YESTERDAY WAS a banner day for mid-March in Minnesota

YESTERDAY WAS a banner day for mid-March in Minnesota. So after the day’s chores I decided to take the motorcycle out for the first spin of the year. I stopped on a bluff across the river and was immediately struck by the view. Through the bare deciduous branches of shrubs and oaks, I was able to look straight down the Mississippi and imagined I must be seeing much the same view as Zebulon Pike would have seen in 1805, or Henry Rowe Schoolcraft in 1832. The great river bending around our forested Pine Point and sparkling in the afternoon sun, just a few cirrus clouds painted on the sky.
Thoughts of motorcycling were quickly replaced with thoughts of a canoe, still tucked under a tarp for the winter. So back home I rode, to the old log cabin under the pines—built exactly a century after Schoolcraft’s expedition to find the source of the Mississippi.
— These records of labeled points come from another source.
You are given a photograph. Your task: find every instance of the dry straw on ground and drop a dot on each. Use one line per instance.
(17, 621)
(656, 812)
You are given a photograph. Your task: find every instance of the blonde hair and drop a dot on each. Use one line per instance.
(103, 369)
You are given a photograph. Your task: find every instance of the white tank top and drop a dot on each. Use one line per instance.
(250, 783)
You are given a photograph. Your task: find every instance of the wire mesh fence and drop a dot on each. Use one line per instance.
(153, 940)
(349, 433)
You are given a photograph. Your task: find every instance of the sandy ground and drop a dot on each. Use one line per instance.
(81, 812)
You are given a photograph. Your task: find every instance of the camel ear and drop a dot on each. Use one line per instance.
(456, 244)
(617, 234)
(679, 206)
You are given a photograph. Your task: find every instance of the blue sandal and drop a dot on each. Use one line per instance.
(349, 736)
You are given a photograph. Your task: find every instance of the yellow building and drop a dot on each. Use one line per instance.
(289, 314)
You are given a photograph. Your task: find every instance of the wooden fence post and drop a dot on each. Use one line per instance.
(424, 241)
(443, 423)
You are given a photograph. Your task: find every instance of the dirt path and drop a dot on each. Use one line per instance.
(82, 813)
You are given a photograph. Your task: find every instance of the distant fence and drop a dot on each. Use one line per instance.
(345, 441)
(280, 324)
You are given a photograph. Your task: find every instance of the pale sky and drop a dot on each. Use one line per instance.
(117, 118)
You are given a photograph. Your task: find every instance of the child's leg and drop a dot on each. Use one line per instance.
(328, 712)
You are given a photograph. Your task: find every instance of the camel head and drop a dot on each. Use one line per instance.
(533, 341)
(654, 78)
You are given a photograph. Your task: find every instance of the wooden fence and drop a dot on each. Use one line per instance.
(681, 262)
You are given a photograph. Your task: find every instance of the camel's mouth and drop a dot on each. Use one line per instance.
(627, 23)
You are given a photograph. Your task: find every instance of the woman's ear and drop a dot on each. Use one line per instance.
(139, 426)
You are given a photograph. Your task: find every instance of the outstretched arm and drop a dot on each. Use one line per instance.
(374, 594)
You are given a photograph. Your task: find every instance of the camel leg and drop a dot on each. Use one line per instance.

Soft strains of piano music drifted through the trees as Kathy’s students played their pieces. And I nosed the canoe into the water, watched “our” eagle soar in for a landing in the nesting tree, and absorbed the scene. Pine Point. Our ‘Church O’ The Pines.’ As the sun went down, Sparky the Cardinal trilled his scarlet songs, the eagles chirped, blue jays screamed. Piano music wafted. And I thought about Pike and Schoolcraft and the canoes of long-ago explorations. And I smiled.